Harry Lewis, a former Harvard College dean and current computer-science professor, has written a piece for the Harvard Crimson in which he takes the university to task for teaching its students the very anti-Semitism it now feebly claims to oppose.

He’s right, and educators would do well to pay careful attention to the details of his argument. Lewis’s case rests on the expansion of classes teaching subjects like “decolonization,” an academic theory of justified violence whose application to Israel was wholly invented but wholly embraced by progressive educators and their students. Where I’m less sanguine is when it comes to solutions to this particular iteration of the problem—his or anyone else’s. And the reason for that can be found not in Harvard’s Middle Eastern studies classes but over in the English department: Geoffrey Chaucer’s opus The Canterbury Tales.

Specific types of anti-Semitism move from politics into culture, at which point they gain an immunity to all rationality and reason. This is because they have become, essentially, folktales. Folktales are an enduring method for societies to pass down their stories in a way that embeds them in inherited worldviews. Folktales aren’t necessarily untrue, but they can’t be fact-checked. Folktales are often the false way societies choose to remember real events.

And that brings us to the father of English poetry himself, Geoffrey Chaucer. The 14th century giant of literature’s most famous work is The Canterbury Tales, a collection of two dozen stories being told by a bunch of traveling English characters. One of those stories is also the most famous retelling of a blood libel in popular culture: The Prioress’s Tale. It is a version of the accusation of the ritual murder of a boy, Hugh of Lincoln, in 1255. The most likely reason the Christian clergy of Lincoln fabricated Jewish culpability for the boy’s death was so little Hugh could be sainted and attract tourists and pilgrims for the town’s benefit. The story of Hugh of Lincoln has been the subject of other famous English ballads and makes an appearance in James Joyce’s Ulysses.

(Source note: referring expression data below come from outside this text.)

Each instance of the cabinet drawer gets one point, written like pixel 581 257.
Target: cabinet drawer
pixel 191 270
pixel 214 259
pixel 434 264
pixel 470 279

The “decolonization” tale is now flirting with folktale status, carefully following the path of every major blood libel throughout history. The idea that Israel is a project of colonization of indigenous Palestinian territory is obviously untrue—the ignorance one would have to possess to even consider erasing the people of Israel from the land of Israel is staggering, which is why the theory is popular at places like Harvard.

The world-historical idiocy required to assert that Israel is nothing more than a colonial power is, in fact, one reason for how quickly it spread in the sealed containers of Ivy League classrooms. No one expected to have to argue against the historical equivalent of “the earth is flat,” and it was hard to believe something so daft would catch on so quickly and spread so widely.

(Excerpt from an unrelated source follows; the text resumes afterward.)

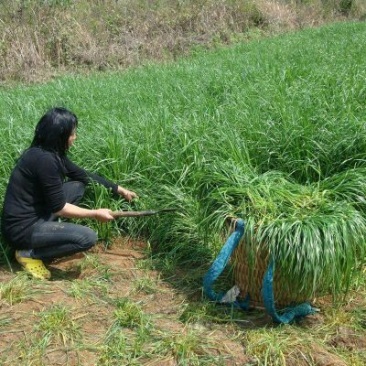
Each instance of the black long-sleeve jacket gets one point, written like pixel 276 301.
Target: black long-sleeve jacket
pixel 35 191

But catch on it did, so here we are. Harry Lewis is right that “When complex social and political histories are oversimplified in our teachings as Manichaean struggles—between oppressed people and their oppressors, the powerless and the powerful, the just and the wicked—a veneer of academic respectability is applied to the ugly old stereotype of Jews as evil but deviously successful people.”

And he is right that it might help students if there were a system of committee-led curriculum diversification that would enable some Harvard students to be exposed to facts without prohibiting the classes that teach decolonization.

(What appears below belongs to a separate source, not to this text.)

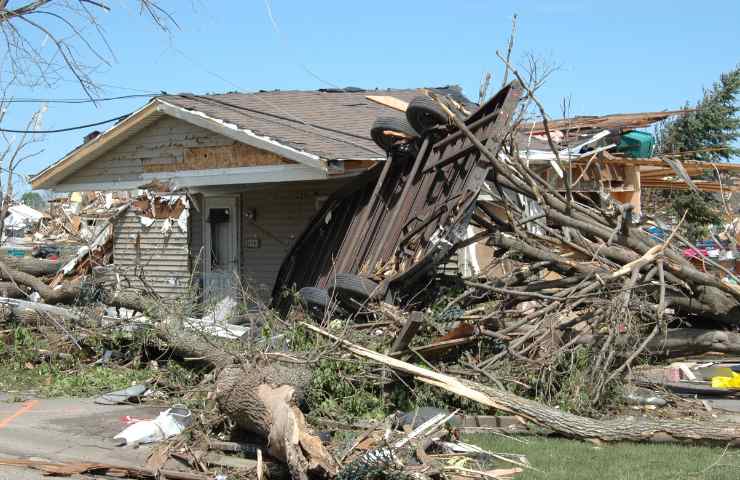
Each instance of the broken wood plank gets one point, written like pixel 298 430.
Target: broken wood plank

Such changes would be a race against the clock. The decolonization blood libel moves fast. It’s likely that the authors random college students like to read, musicians they listen to, actors they follow, and essayists they think they’re supposed to admire have signed on to some open letter accusing the Jews of systematic ritual child murder. Maybe it’s too much to assume that they’ve read Chaucer or Joyce but they’ve probably read Sally Rooney, or at least watched the equally excruciating tv adaptations of the books she refuses to have translated into Hebrew. They might’ve been inspired not by Roger Waters’s Nazi cosplay but by Lana Del Rey’s courageous decision not to inflict her aggressive mediocrity on her Israeli fans. Perhaps they pretend to know who Melissa Barrera is so they can stand with her, or they read Ta-Nehisi Coates’s name on one of the most morally repugnant documents of our time and remembered that whatever it is he says, they’re supposed to agree with.

Anyway, they know you can’t trust anyone who hasn’t added a watermelon icon to their social-media feed. Which probably means Professor Lewis’s advice will fall on deaf ears.